I am looking to build a dataset of generation by plant over time. I have currently compiled the data contained in the ‘Generation_MD’ files here using Gen_Code to identify individual plants. As I understand it, this data maps injections into the grid at individual nodes (POC_Code) to plants that are known to generate at these nodes, and does not include embedded generation.
In sorting through the data, I have noticed some data which appears to be missing:
- The plant ‘Kumara’ only appears in the data up to 2009, injecting KUM0111. The plant ‘kumara_dillmans’ seems to inject at KUM0661 for a brief period in 2009 but also disappears past 2009.
- The plant ‘Cobb’ appears to be missing from between 2015 and 2020. Up to 2015 Cobb appears to inject at COB0661 and then it disappears until 2020, when it begins to inject at KUM0661 (but with a much lower GWh output).
I understand that there is an alternative source of generation (at node-level) available in the generation trends data here and I have compared the daily totals for each POC_Code contained in ‘Generation_MD’ to the equivalent node in this data.
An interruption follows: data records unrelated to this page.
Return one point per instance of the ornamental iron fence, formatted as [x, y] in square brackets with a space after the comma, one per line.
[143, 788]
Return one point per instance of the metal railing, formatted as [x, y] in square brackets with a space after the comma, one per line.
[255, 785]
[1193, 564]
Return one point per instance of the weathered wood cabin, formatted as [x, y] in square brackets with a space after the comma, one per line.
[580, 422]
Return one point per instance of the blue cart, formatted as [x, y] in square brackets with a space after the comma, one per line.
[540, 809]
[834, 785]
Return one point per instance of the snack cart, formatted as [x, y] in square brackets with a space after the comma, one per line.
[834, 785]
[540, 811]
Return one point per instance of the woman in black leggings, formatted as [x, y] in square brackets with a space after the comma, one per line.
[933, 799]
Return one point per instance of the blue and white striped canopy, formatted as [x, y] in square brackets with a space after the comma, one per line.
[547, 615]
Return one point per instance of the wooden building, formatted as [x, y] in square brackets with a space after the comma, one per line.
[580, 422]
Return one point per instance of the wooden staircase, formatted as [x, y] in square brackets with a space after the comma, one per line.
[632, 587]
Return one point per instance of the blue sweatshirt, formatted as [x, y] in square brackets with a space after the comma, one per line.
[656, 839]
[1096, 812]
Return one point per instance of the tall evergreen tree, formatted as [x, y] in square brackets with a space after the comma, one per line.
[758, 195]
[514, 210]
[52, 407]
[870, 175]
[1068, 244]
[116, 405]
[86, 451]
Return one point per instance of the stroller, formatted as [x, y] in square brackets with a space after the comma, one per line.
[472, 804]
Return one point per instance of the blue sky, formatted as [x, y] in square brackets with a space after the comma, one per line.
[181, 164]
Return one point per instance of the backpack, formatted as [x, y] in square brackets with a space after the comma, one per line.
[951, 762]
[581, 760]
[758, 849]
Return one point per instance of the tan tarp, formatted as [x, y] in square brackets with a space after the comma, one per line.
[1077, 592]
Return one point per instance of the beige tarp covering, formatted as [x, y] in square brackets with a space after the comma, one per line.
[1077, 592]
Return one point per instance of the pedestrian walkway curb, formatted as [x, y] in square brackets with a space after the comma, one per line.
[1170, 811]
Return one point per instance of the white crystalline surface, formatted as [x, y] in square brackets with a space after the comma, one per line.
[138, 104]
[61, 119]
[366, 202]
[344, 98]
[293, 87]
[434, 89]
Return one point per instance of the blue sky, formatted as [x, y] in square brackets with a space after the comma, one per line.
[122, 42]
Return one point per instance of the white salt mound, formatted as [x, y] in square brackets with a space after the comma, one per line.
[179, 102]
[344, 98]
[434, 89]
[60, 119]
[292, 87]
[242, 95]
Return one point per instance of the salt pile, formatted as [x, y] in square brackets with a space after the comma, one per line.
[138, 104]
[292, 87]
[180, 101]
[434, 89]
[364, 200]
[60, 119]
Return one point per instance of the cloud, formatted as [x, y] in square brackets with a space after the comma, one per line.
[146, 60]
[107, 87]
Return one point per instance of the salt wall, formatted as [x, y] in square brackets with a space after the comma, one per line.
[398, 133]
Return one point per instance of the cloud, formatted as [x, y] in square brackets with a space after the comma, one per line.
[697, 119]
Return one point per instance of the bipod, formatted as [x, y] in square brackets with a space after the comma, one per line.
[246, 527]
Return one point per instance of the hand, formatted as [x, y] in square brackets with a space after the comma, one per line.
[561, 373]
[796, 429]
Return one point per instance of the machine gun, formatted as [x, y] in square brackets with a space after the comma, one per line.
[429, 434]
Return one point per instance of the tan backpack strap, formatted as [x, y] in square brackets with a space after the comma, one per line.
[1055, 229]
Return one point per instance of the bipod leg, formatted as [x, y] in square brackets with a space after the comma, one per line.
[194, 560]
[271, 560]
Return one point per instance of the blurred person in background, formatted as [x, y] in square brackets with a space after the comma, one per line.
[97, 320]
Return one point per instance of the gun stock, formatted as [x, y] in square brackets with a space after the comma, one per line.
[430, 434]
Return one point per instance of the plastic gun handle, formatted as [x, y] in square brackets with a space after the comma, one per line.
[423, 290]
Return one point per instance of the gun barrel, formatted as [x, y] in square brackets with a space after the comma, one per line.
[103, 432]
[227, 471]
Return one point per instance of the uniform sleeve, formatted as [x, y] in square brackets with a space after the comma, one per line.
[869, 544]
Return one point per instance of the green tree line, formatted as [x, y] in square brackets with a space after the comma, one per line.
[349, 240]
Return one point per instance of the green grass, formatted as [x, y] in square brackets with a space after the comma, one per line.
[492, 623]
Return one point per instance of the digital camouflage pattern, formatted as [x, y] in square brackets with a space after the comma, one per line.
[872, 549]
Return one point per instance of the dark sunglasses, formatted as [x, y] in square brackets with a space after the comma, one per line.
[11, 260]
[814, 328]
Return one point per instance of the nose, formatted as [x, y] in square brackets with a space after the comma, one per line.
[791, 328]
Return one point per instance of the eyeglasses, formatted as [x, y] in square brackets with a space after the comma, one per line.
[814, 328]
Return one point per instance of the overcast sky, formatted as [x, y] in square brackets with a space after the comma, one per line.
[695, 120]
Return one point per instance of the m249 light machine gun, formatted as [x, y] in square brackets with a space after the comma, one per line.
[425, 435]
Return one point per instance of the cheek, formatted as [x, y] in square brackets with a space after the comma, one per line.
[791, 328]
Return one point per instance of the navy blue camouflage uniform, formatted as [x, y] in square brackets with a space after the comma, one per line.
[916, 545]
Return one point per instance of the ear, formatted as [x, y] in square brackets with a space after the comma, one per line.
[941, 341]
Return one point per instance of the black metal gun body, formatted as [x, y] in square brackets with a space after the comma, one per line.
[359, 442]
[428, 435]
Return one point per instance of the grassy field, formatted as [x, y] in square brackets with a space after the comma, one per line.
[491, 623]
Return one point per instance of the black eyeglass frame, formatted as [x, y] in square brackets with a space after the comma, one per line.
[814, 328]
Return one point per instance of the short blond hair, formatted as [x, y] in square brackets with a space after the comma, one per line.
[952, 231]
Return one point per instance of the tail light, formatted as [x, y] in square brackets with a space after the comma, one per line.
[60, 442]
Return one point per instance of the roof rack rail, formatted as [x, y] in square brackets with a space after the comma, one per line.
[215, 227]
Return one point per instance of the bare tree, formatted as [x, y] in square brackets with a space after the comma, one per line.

In this data, the node STK0661 shows generation from the day after COB0661 stops (continuing at a similar GWh output), and the node KUM0661 has generation throughout the period.
I was hoping you might be able to help with a few questions relating to this issue:
- Is there any reason why this data is missing from ‘Generation_MD’?
- Is the generation trends data a suitable alternative source of plant-level generation for just these nodes?
- In general, the generation by POC_Code in ‘Generation_MD’ is sometimes (but not always) different to the generation by node in the generation trends data where the nodes exist in both datasets. Why could this be the case? I understand that the generation trends data in can be revised for as much as 14 months following first publication, but some differences exist for data going further back than this.